➵ Chapitre 29

Après avoir chargé nos affaires dans les deux voitures, nous nous séparâmes en deux groupes : moi, Luke, maman et Alésia d'un côté, et Simon, papa et William de l'autre. Je m'installai à l'arrière avec Luke, qui me souriait joyeusement, et fermai les yeux, croyant être au beau milieu d'un rêve.

Ces dernières semaines n'avaient pas été faciles. Entre la quantité astronomique de devoirs que nous avions reçue, les résultats différents de ce à quoi je m'attendais et la fatigue accumulée, je n'avais pas eu le temps d'appeler Luke ou de lui parler. Le voir en personne me réchauffait le coeur et me rassurait, car malgré la présence quotidienne d'Alice, je me sentais terriblement seule. Pas abandonnée, non, mais bel et bien seule, et la solitude était ce que je craignais le plus. Car une fois seule avec vous-même, irrémédiablement vos peurs les plus secrètes vous terrassent et vous assaillent, vos démons les plus sournois se présentent à vous sous la forme de souvenirs oubliés, de regrets que vous pensiez cachés. Généralement, c'est la nuit que cela arrive. Tout simplement parce que la nuit c'est noir, vous êtes seuls, et il n'y a pas une seule étoile à laquelle on peut se raccrocher.

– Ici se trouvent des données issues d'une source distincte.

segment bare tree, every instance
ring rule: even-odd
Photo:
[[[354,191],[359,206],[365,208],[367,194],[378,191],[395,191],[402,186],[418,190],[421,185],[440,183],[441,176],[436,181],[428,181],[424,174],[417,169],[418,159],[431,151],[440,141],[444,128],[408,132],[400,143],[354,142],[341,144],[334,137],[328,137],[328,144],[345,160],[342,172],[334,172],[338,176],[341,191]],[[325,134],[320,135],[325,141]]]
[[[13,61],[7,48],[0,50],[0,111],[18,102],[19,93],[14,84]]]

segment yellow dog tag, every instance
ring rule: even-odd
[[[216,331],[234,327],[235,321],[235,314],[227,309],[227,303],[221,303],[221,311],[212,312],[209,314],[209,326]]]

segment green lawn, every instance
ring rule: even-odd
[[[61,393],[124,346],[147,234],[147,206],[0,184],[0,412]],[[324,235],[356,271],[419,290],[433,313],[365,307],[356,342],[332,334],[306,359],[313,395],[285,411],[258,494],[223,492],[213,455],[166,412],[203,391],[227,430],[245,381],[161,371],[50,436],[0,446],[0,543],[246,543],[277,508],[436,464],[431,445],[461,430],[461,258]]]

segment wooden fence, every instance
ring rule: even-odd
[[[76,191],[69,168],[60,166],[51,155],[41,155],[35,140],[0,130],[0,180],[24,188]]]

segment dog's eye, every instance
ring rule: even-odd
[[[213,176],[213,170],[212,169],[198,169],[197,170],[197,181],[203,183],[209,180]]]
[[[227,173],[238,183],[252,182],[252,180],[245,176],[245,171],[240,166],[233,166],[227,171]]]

— Tu dors ? me glissa Luke, à l'oreille

— Non, je vérifie simplement que les anges ne me jouent pas de tours, que je ne rêve pas, dis-je en ouvrant les yeux, tournant mon visage vers le sien qui était déjà à quelques centimètres du mien.

— Eh bien je suis là, en chair et en os, touche-moi si tu ne me crois pas, commenta-t-il, une lueur espiègle dans les yeux

— Lucas ! le réprimai-je, en ébouriffant ses cheveux blonds

— Quoi ? Si on ne peut même plus plaisanter ! s'exclama-t-il en levant les bras au ciel, évitant de justesse de se cogner contre le plafond de la voiture.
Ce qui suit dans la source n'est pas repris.